I grew up in Northern Virginia just outside of D.C. I moved to North Carolina just before my 7th grade school year, which, quite frankly, might have been the worst time to move. Think about your middle school/junior high years. Were they not some of the most awkward years of your life? To top it all off, I had skipped 1st grade and was a year younger than most. So, yeah, add to the fact that I moved during the most crucial time of my life that I was the prime target of every single pre-teen looking to NOT have anyone point a finger at them, and you pretty much have my pre-teen/teenage years. Of course, I poured myself into my education as a means of not dealing with all of the mean people out there (which may have added to my “geekiness” but allowed me to attain my own personal goals – getting out of high school a year early – skipping 11th grade because I did what I could to take courses any way they would let me). I wasn’t allowed to date much in high school (not that anyone would have wanted to date me or that I would have had time) and my college didn’t allow you to single date until you were a junior (making me 18 before I could single date). So, for years, I worked and went to school. I made some great friends along the way (some of us are still close – thanks to FaceBook) and I certainly had my share of heartbreaks. But God is good. He is fantastic, actually. He blessed me beyond measure with a great family, an education, and many hobbies in which I am able to indulge.

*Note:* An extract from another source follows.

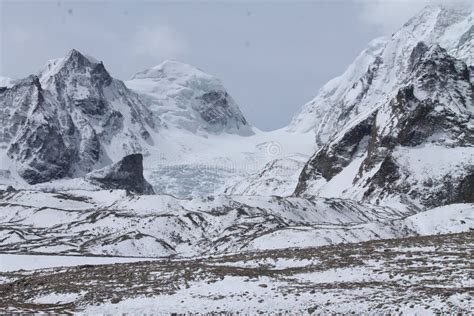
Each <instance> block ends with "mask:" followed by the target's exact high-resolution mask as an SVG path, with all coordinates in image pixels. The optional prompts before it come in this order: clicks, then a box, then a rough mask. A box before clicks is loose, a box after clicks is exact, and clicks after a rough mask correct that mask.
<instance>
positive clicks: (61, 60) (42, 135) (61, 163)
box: [0, 50, 154, 184]
mask: <svg viewBox="0 0 474 316" xmlns="http://www.w3.org/2000/svg"><path fill="white" fill-rule="evenodd" d="M0 104H1V105H2V106H1V109H2V110H1V113H0V120H1V121H2V122H4V123H5V124H2V127H1V129H2V130H1V131H0V136H1V137H0V139H1V142H2V148H3V149H4V150H5V151H6V153H7V156H8V158H9V159H11V160H12V162H10V163H8V164H13V165H14V166H13V168H12V169H13V170H14V171H16V172H17V173H18V174H19V175H20V176H21V177H22V178H23V179H25V180H26V181H27V182H28V183H30V184H33V183H39V182H45V181H49V180H52V179H58V178H64V177H72V176H78V175H83V174H85V173H87V172H89V171H91V170H92V169H94V168H96V167H101V166H103V165H106V164H108V163H110V162H111V161H116V160H118V159H120V158H122V157H123V156H125V155H126V154H129V153H134V152H146V151H147V146H149V145H151V144H152V143H153V139H152V133H153V128H154V121H153V120H152V119H151V114H150V112H149V111H148V110H147V108H146V107H145V106H144V105H143V104H142V102H141V100H140V99H139V98H138V96H137V95H136V94H135V93H133V92H131V91H130V90H128V89H127V88H126V87H125V85H124V84H123V82H121V81H119V80H116V79H114V78H112V77H111V76H110V75H109V73H108V72H107V71H106V70H105V68H104V65H103V64H102V63H101V62H98V61H96V60H95V59H93V58H91V57H86V56H84V55H82V54H81V53H79V52H78V51H76V50H72V51H71V52H70V53H69V54H68V55H67V56H66V57H64V58H60V59H55V60H52V61H50V62H48V63H47V65H46V67H45V68H44V69H43V70H42V71H40V73H39V74H38V76H30V77H29V78H27V79H24V80H21V81H18V82H16V83H15V85H13V86H12V87H11V88H8V89H4V90H1V91H0ZM4 161H5V159H4Z"/></svg>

About the flawed statement: Many people wonder about that I know, but some of those details are just better left in my past. Just know that because of those things, no matter how I act in a crowd, I am shy and scared. I do not have the self-esteem I may portray. I work on it daily. I always laugh and tell people that I went into counseling because I had my own issues to deal with and that is pretty much a fact. Don’t we all have that thing (well I have all those things) to get past, work through, or whatever? And just like those who have been bullied, I have done my share of making sure I remained a victim, mostly in my teenage and college years, but even recently at one of my lowest points when I didn’t make wise decisions. But we are human, right. We sometimes do stupid things. But that is for another day or another blog.
All of this brings me to the one thing that I have struggled with all of my life: my weight (my biggest issue – the one that affects me in so many ways). Because of this one thing, I am starting a blog about dieting, weight loss, struggles that contribute to weight loss, and things that have helped me be successful.